Out of interest, what's made you specifically mention the L1? Just sounds to me like it's a machine you ultimately want to have?


----------



## Mrboots2u (May 10, 2013)

There is (,IMHO) a difference in shots between a lever and a pump machine. So try out if you can and see if you reach the same opinion or not and go from there.

Be more useful than listening to all of us. Plus there is a joy to be had fronm using a lever that needs to be experienced rather than read about


----------



## DavidBondy (Aug 17, 2010)

I upgraded (if that is the word) to the L1 because I wanted a more "hands-on" experience. I love the silence using a lever machine. I also liked the L1 from the aesthetic point of view and I wanted to support a small British (albeit run by a Kiwi) company.

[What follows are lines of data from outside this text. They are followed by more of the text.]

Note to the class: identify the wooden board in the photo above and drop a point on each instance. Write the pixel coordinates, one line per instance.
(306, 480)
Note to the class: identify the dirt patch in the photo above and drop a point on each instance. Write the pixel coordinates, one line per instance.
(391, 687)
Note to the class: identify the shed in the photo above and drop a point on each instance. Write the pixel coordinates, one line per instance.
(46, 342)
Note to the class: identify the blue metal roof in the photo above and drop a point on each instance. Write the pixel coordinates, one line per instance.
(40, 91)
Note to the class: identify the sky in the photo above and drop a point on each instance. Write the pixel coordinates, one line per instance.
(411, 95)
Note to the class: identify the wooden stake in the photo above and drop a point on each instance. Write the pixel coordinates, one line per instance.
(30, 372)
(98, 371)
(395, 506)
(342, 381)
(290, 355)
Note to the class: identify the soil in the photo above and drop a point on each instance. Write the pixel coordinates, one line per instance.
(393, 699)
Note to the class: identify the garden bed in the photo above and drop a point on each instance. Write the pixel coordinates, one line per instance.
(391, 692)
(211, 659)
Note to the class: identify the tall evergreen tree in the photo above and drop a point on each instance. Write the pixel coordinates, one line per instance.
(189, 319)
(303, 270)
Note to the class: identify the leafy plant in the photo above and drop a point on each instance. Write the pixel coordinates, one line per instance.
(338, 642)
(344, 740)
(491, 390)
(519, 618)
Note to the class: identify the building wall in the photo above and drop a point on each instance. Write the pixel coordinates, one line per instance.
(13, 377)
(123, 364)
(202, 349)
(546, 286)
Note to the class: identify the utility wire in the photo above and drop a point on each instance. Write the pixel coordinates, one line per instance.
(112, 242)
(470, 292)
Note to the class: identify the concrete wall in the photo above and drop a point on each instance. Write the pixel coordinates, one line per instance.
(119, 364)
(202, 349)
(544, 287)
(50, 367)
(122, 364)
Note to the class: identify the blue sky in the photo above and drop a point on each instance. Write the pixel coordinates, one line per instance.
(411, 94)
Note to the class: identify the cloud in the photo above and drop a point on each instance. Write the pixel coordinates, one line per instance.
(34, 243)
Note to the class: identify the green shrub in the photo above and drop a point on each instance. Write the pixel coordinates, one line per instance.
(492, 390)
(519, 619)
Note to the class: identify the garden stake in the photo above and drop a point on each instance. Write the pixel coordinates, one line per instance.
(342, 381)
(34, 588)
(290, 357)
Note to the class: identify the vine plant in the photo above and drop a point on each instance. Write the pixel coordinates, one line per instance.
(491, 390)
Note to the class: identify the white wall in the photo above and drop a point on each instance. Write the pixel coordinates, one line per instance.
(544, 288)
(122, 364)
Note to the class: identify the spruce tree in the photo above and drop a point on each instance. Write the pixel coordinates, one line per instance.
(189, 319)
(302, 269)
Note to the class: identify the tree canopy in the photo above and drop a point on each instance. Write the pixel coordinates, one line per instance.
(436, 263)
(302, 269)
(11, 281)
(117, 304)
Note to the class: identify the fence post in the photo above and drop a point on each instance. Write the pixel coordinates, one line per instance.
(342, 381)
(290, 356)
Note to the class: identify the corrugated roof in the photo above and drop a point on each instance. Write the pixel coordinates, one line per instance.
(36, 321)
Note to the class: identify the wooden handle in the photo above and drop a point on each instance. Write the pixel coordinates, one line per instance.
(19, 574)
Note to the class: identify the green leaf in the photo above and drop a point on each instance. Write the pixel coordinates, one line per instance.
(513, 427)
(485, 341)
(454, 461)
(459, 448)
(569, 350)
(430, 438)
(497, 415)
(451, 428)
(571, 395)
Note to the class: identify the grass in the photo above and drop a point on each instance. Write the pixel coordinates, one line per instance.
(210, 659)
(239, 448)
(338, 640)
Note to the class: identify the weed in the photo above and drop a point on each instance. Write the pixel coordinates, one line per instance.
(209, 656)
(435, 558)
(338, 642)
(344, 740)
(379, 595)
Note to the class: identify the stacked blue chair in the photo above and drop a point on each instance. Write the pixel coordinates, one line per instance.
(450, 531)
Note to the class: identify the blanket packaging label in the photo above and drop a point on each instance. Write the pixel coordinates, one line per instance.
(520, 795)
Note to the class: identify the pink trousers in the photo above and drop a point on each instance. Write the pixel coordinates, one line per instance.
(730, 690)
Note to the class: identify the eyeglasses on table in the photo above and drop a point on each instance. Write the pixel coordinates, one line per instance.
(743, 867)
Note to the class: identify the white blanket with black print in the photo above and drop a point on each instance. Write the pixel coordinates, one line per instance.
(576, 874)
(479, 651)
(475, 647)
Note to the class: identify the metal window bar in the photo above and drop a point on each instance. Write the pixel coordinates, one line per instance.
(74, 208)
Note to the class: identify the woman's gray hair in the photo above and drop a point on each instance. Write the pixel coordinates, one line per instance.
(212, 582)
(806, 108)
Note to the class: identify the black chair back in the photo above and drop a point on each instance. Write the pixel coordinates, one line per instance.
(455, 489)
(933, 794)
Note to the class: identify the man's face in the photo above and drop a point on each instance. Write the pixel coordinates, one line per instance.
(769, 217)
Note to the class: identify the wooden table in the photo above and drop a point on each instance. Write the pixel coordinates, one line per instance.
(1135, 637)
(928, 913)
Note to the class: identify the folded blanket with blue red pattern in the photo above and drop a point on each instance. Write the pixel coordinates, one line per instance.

I do not regret having made the change and do not really have a next step in mind ... I think I will just stick with what I've got now ... nowhere else to "upgrade" to ... although I am sure that some members may take issue with me on that!


----------



## Thecatlinux (Mar 10, 2014)

Drc said:


> Usage is generally 2 cups at a time whenever used, espresso and milky drinks with 6-10 at weekends, I'd also like something which could do a good run of 4-5 in short order for guests.
> 
> TIA


Both The giotto and L1 would be able to cope with this with very little effort, don't forget you are going to want a fairly decent grinder to get the best from these two machines.


----------



## drude (Apr 22, 2013)

I upgraded from a Silvia to an L1 for a few reasons:

-I found the Silvia a pain due to temp surfing - my kids (baby & toddler at the time) would often interrupt at the wrong moment which meant I had to restart the process

-I wanted to be able to make shots as nice as the Bosco shot Dave Coffeechap pulled for me at the grindoff at Rave last year

-I wanted a machine that would make exceptional espresso, as I don't drink milk in coffee

-I wanted a machine I wouldn't get the urge to upgrade from.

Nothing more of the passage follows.